Fiat Chrysler Automobiles NV and French automaker PSA Group yesterday said they are in talks about a possible combination, in a potential deal that would reshape the global auto industry and create a European powerhouse to rival Volkswagen AG.
“There are ongoing discussions aimed at creating one of the world’s leading mobility groups,” Fiat said in a statement, confirming media reports.
PSA issued a similar statement.
A merger of the Italian-US automaker and PSA, the No. 2 for vehicle sales in Europe, would create a global company with a current stock-market value of US$47 billion — about the same size as Japan’s Honda Motor Co.
The talks come several months after Fiat Chrysler and PSA explored a partnership on pooling investment to build vehicles in Europe, and following the collapse of negotiations between Fiat Chrysler and French competitor Renault SA in June.
The French government would play a key role in any deal, because France is one of the biggest owners of PSA, whose brands include Peugeot, Opel and Citroen.
Automakers face tremendous pressure to combine forces and share costs from platform development to manufacturing and purchasing as they battle through trade disputes, a global slowdown and an expensive shift toward electrification and autonomous driving.
Volkswagen in July said it would work with Ford Motor Co on electric and self-driving vehicle technology, while Toyota Motor Corp is strengthening ties with partners such as Subaru Corp and China’s BYD Co (比亞迪).
Honda and Hitachi Ltd yesterday agreed to merge four of their auto parts businesses to create a components supplier with almost US$17 billion in sales.
In Europe, PSA and Fiat Chrysler face the additional burden of new emissions regulations that would force the industry to meet stringent fleet requirements next year.
The companies’ Chinese businesses have been trailing the competition and it is unlikely that a merger would quickly reignite their revenue growth in the world’s biggest vehicle market.
China’s Dongfeng Motor Corp (東風汽車), which holds about 12 percent of PSA, could also have a say on the deal.
PSA has been floated as a logical merger partner with Fiat, because of their complementary product and geographic fit, and the two sides talked about a possible partnership earlier this year.
However, the Italian-US automaker instead pursued a deal with Renault.
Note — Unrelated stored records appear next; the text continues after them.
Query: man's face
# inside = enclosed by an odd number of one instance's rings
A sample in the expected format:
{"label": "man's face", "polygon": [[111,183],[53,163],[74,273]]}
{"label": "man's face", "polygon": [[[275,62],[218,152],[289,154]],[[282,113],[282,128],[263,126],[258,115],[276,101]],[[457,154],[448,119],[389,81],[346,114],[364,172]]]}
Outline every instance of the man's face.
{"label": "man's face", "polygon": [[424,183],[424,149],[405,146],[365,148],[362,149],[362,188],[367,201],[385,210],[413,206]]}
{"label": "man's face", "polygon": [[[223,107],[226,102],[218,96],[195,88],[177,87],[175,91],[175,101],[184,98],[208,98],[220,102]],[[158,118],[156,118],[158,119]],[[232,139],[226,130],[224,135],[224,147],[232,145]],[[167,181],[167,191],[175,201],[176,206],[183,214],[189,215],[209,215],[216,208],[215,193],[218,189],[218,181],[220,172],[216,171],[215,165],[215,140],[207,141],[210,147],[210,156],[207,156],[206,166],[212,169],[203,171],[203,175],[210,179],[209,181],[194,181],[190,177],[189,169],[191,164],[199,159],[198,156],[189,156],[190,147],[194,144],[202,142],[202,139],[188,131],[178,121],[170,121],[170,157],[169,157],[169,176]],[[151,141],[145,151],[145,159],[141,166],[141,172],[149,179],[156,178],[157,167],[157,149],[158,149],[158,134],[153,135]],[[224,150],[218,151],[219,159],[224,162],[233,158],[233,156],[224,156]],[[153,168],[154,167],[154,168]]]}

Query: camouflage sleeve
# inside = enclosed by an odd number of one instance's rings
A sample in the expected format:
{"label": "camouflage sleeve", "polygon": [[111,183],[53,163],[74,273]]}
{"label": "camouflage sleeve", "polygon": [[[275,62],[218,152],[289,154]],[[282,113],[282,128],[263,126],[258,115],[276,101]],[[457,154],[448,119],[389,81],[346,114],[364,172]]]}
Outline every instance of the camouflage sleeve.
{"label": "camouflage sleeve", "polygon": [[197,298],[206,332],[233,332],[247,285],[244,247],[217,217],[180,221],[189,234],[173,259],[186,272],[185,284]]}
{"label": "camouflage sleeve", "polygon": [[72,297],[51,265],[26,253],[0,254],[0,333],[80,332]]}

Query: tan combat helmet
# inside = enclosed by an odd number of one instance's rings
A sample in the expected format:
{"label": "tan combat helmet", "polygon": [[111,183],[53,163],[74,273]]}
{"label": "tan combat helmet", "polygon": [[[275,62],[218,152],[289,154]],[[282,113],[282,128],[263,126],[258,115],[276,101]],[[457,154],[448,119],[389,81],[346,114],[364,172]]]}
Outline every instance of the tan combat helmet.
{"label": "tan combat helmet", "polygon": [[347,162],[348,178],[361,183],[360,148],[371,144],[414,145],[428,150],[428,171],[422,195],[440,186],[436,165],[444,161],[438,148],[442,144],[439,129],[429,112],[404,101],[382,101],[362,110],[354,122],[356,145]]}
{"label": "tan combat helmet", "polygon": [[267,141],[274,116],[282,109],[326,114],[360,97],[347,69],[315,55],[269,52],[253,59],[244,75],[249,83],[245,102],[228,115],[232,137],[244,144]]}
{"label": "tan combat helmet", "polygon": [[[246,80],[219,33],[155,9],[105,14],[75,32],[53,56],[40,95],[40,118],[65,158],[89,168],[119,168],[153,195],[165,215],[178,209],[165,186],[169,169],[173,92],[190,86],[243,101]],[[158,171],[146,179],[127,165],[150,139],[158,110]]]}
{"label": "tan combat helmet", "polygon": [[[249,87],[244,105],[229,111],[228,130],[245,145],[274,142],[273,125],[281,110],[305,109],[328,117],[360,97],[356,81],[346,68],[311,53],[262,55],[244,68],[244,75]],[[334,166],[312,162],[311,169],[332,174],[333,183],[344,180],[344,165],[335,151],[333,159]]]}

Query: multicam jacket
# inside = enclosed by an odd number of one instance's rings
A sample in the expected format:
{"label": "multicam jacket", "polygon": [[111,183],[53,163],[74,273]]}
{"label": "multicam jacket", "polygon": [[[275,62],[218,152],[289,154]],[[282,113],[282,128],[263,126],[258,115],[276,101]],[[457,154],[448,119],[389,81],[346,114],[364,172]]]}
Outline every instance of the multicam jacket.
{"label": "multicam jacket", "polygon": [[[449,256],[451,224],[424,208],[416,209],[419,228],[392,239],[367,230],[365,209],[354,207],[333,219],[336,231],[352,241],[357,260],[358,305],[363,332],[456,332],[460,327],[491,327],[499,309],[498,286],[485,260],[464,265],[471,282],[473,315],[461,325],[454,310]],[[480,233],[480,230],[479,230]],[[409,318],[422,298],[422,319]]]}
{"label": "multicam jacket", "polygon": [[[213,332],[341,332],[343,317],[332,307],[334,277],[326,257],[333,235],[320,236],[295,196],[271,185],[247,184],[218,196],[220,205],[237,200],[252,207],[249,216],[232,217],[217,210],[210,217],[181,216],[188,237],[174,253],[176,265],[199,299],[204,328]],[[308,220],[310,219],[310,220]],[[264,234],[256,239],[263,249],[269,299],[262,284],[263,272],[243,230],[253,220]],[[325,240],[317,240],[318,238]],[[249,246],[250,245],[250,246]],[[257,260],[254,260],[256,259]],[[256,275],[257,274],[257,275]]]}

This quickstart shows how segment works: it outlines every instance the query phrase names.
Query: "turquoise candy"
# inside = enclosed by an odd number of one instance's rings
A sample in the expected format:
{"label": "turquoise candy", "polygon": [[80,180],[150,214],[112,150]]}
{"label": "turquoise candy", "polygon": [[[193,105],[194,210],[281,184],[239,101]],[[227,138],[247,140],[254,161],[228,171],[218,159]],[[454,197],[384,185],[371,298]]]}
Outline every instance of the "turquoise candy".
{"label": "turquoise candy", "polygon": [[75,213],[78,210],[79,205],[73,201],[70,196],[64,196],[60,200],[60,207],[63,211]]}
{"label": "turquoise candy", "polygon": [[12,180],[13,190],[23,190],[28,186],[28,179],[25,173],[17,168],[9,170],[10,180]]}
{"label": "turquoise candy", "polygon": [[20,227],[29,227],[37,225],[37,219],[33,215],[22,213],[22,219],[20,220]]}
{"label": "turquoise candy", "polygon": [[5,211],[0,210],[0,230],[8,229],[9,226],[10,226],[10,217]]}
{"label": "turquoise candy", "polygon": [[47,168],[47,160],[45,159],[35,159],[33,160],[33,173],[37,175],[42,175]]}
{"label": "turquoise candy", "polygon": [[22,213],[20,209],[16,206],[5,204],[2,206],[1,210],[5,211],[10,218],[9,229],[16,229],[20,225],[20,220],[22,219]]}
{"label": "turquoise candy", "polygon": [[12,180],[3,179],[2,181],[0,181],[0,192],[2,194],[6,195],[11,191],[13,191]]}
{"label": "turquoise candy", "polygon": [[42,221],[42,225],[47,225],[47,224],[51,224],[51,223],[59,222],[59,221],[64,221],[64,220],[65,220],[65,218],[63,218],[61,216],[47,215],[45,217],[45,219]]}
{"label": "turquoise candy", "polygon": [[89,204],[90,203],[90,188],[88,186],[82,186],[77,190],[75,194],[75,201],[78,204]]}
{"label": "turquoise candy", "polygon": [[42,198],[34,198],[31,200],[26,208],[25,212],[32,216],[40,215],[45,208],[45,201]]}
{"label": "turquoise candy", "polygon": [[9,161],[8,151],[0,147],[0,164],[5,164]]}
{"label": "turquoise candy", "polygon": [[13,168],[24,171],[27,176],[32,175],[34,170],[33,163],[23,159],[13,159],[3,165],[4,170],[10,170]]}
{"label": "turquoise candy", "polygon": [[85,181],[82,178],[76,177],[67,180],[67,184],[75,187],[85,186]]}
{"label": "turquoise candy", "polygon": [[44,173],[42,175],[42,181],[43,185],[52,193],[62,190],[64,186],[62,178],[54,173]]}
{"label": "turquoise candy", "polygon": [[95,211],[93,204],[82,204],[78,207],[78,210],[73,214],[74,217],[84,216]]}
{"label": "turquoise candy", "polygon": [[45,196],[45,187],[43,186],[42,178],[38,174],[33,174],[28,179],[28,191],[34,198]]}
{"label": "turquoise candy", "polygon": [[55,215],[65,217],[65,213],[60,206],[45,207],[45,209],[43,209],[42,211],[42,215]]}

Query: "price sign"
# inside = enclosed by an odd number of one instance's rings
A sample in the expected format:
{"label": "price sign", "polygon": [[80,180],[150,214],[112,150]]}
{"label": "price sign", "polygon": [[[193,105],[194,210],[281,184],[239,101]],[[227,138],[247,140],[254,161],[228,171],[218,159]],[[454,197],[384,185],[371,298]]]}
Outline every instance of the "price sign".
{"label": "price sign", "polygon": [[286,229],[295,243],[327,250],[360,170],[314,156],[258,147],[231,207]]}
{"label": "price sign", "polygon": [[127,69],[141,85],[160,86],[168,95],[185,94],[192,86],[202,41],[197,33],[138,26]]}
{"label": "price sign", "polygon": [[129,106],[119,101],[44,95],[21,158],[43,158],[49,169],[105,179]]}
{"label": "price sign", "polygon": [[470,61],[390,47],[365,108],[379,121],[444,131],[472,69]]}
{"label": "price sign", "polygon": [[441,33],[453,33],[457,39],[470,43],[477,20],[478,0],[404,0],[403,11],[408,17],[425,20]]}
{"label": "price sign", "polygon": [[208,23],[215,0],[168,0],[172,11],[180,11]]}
Those talks were called off in June amid opposition from the French government and a lack of support from Renault’s Japanese alliance partner, Nissan Motor Co.
Separately, Volkswagen lowered its outlook for vehicle deliveries this year on a faster-than-expected decline in auto markets around the world amid economic jitters in Europe and an unprecedented slump in China.
The world’s biggest automaker now expects vehicle deliveries to be flat this year, compared with a previous expectation of a slight rise, the Wolfsburg, Germany-based company said yesterday in a statement.
Volkswagen cited the slowing global economy, increasingly intense competition and volatile exchange rates for the change.
The gloomier sales outlook came amid widespread strain on the auto industry. Renault earlier this month slashed its profit goals, while German rival Daimler AG stumbled with two profit warnings this year.
Volkswagen’s operating profit excluding special items in the third quarter rose to 4.82 billion euros (US$5.36 billion), beating analyst expectations of 4.1 billion euros.
The strong results prompted the company to stick to its forecast for an operating return on sales to be in a range of 6.5 to 7.5 percent for the full year.
That could indicate weaker results in the fourth quarter, after the profit margin widened from 7.6 percent to 7.9 percent in the first nine months.